#### Learning and Cognitive Systems

# Task Specification of a Spam Filter based on a Naive Bayesian Classifier

The task specification, the Laplacian correction of the frequency-based estimates of the model-relevant conditional probabilities, PROBT code of the model, and a PROBT test run can be found here.

# CHURCH-Code and -Output for Naive Bayesian Classifier (Spam Filter)

The posterior conditional probabilities *P(Spam | Evidence)* in Table 2.3 (Bessiere et al, BP, 2014, p.33) were all obtained by using the *exact* variable-elimination algorithm in the C++-based PROBT software library. The implementation and results as provided by Bessiere et al. can be found here. Understanding the API and the documentation is very time-consuming as a comparison of the ProBT and WebCHURCH code convincingly shows.

We model the spam filter within WebCHURCH in a rapid prototyping style. *Approximate* inferences are drawn with the transparent but (rather) inefficient rejection sampling algorithm.

Though being inefficient rejection sampling has one important advantage compared to MCMC-based approximate sampling schemes. The samples drawn by rejection-sampling possess the i.i.d.-property so that we can compute the *precision of estimates* by the Hoeffding formulas.

First we plugged into the WebCHURCH code the generative conditional probabilities from Table 2.2. The question arises how the missing words in the sets of Table 2.3 are treated. Are they '*don't care*' variables ('*Free*' variables in BP terminology) or are they '*non-existing*' variables ('*known*' but not observed in the emails). If the second alternative is true, then *all five* words have to be instantiated by evidence.
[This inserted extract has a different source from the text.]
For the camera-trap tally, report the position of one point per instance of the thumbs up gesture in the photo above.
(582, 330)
The *first* alternative is called by us 'partial assignment' and the *second* 'full assignment'. In most cases the values of the conditional posterior probabilities will be different.

According to the computations with our Hoeffding bound function (code is here) we choose a sample size N=20000 and a upper deviation limit of epsilon=0.01. That guarantees a probability of deviation which is lower that 0.037:

P(|theta-estimator - theta| >= epsilon) <= 0.037

and

P(|theta-estimator - theta| >= 0.01) <= 0.037.

Results of our WebCHURCH runs are presented in the table below (the code is here). The absolute values of the deviations give strong evidence, that full assignments were used in the PROBT analyses. There is a trade-off between transparency of model semantics and run-time efficiency. The latter could be improved without loosing the first by abandoning the approximate rejections sampling algorithm by an exact one. But this has to be programmed explicitly from scratch in WebCHURCH.

ass. | words present | partial assignment | full assignment | PROBT | ||||
---|---|---|---|---|---|---|---|---|

P(spam|.) | |deviat.| | sec | P(spam|.) | |deviat.| | sec | P(spam|..) | ||

3 | {money} | 0.9986 | 0.00144 | 0.8 | 1 | 0.00001 | 3.119 | 0.99999 |

8 | {programming, money} | 0.4924 | 0.01030 | 266 | 0.5025 | 0.00015 | 1180 | 0.50265 |

11 | {next, money} | 0.6646 | 0.33152 | 367 | 0.9955 | 0.00057 | 2368 | 0.99607 |

12 | {next, money, you} | 0.6655 | 0.33062 | 622 | 0.9959 | 0.00017 | 2072 | 0.99607 |

15 | {next,progr.,money} | 0.003 | 0.00166 | 1083 | 0.0014 | 0.00006 | 2294 | 0.00134 |

27 | {fortune, next, money} | 0.9964 | 0.00358 | 1121 | 1 | 0.00002 | 2292 | 0.99998 |

The WebCHURCH output (below) shows the rejection-sampled *estimated* posterior P(Spam=true | Next=true, Money=true) = 0.66455 with an |deviation| = 0.331523 from the *true* posterior P(Spam=true | next, money) = 0.996073.

# CHURCH-Code and -Output for Naive Bayesian Classifier (Spam Filter) with Laplacian Correction

The conditional probabilities for the generative naiive Bayesian classifier model where obtained from the frequencies in Table 2.1 (Bessiere et al., Bayesian programming, 2014, p.33) according to the *Laplacian correction* (p.27). The resulting probabilities can be found in Table 2.3 (p. 33). The WebCHURCH run computes the *estimated* aposterior P(Spam=true | Fortune=false, Next=true, Programming=true, Money=true, You=false) = 0.0027 which deviates from the *true* aposterior P(Spam=true | Fortune=false, Next=true, Programming=true, Money=true, You=false) = 0.00134393 by the |deviation| = 0.00135607. The code can be found here.